New Jersey Arya Samaj Mandir, Inc., / Guyana Central Arya Samaj Humanitarian Mission building house for needy family in Guyana
Kaieteur Newspaper Monday, April 28, 2008WILLIAMSBURG, CORENTYNE - The New Jersey Arya Samaj Mandir, Inc. Humanitarian Mission, through the Guyana Central Arya Samaj, is soon to commence construction of a home for a less fortunate family.
Iris Latchman, of Rose Hall Town on the Corentyne, is now homeless. The shack she once called home crumbled to the ground last month on a windy day. “Me know it woulda fall, and the day me sitting by me daughter house and about ten o’clock it fall flat. Me lose everything me had. Some people help me buy back a kerosene oil stove and one-one thing.
”The woman was taken in by her eldest daughter, Camille Latchman, and lives in the quarters below her. “We put two zinc sheet and so, and we try to mek it a home for now, because we ain’t got nowhere else to live.”

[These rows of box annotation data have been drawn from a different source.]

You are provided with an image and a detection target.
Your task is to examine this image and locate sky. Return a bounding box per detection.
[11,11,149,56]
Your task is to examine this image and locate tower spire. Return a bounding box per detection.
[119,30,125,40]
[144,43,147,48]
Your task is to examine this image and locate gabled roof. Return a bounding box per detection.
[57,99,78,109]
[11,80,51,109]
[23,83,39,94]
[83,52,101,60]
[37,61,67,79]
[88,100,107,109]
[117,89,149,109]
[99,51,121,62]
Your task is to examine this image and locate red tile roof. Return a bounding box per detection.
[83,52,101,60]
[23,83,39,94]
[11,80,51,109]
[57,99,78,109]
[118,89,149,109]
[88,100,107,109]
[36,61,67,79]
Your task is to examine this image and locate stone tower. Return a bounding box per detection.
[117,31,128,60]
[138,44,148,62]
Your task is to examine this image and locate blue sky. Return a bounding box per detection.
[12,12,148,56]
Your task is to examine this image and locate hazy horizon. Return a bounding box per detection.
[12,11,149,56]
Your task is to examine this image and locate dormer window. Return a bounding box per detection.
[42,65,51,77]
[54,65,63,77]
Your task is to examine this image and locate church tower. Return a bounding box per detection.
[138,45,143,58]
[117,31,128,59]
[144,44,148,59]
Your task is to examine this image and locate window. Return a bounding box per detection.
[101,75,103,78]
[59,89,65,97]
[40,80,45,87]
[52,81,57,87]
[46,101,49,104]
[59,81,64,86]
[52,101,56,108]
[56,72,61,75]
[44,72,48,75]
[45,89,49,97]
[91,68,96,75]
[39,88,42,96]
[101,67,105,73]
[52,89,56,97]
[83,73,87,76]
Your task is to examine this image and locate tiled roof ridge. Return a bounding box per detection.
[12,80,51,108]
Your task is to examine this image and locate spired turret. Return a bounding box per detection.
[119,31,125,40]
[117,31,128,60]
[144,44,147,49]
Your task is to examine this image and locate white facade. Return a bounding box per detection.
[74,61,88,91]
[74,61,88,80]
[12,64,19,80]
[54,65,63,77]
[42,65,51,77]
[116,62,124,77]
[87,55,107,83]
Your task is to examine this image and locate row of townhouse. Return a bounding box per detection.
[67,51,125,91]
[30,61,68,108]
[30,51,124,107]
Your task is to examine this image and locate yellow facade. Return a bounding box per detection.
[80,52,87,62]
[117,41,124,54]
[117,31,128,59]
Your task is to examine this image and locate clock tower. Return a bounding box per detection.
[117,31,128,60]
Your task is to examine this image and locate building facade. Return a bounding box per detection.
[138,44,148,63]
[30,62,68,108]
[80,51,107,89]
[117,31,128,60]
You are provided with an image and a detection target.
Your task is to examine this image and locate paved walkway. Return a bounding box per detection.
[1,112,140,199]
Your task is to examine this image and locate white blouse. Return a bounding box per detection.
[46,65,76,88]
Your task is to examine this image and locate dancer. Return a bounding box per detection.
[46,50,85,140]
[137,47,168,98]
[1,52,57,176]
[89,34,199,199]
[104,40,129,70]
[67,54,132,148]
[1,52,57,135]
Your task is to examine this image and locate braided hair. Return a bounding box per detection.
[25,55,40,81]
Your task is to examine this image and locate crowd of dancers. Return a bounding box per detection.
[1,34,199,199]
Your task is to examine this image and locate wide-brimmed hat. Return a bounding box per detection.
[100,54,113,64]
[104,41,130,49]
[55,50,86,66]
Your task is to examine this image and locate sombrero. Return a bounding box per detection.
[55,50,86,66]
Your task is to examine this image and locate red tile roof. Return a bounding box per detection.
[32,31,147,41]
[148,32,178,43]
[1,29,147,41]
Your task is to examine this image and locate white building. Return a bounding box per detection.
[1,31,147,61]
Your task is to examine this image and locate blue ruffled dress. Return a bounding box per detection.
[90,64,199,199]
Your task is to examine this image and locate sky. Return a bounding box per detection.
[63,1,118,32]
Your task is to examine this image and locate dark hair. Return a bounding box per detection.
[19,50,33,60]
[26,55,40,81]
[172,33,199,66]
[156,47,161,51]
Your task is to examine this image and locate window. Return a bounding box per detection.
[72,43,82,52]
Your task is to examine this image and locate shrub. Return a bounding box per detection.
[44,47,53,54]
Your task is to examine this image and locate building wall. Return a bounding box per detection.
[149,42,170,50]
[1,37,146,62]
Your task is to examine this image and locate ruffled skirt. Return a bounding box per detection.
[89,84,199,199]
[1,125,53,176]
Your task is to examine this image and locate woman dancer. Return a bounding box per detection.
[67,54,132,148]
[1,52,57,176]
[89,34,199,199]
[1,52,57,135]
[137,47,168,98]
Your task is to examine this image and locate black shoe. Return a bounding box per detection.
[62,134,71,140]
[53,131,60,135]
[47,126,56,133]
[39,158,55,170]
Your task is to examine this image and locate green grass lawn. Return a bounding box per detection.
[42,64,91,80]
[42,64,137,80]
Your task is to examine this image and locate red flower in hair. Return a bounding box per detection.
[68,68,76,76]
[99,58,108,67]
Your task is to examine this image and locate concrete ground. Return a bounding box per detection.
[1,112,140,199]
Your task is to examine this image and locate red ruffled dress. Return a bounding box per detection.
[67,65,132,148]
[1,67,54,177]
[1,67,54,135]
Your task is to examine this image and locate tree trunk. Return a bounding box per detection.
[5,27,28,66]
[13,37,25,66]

The 60-year-old has four adult children, two of whom are boys. Three of them are mentally challenged. “All of them, except the big one, something wrong with them. Them stupidee and they born with a foot problem, and me and them can’t walk properly. People does take advantage of them when they go to get li’l wuk.”
There is not much that her eldest daughter, Camille, can do for them. She assists at a nearby shop. “Me sister is 24 and she not so proper, and is the same thing with my two brothers. Me mother get limp foot, too.”
She said that her reputed husband is a farmer and she has three young children of her own to cope with. “All of them, me brothers and sister and me mother, does beg around, but me is the one with the education. When me father left we were small. I got asthma, and since me small me had to go begging to mind we. People does give we li’l black pepper, salt, massala, dhol and so, and we collect them and live on that.”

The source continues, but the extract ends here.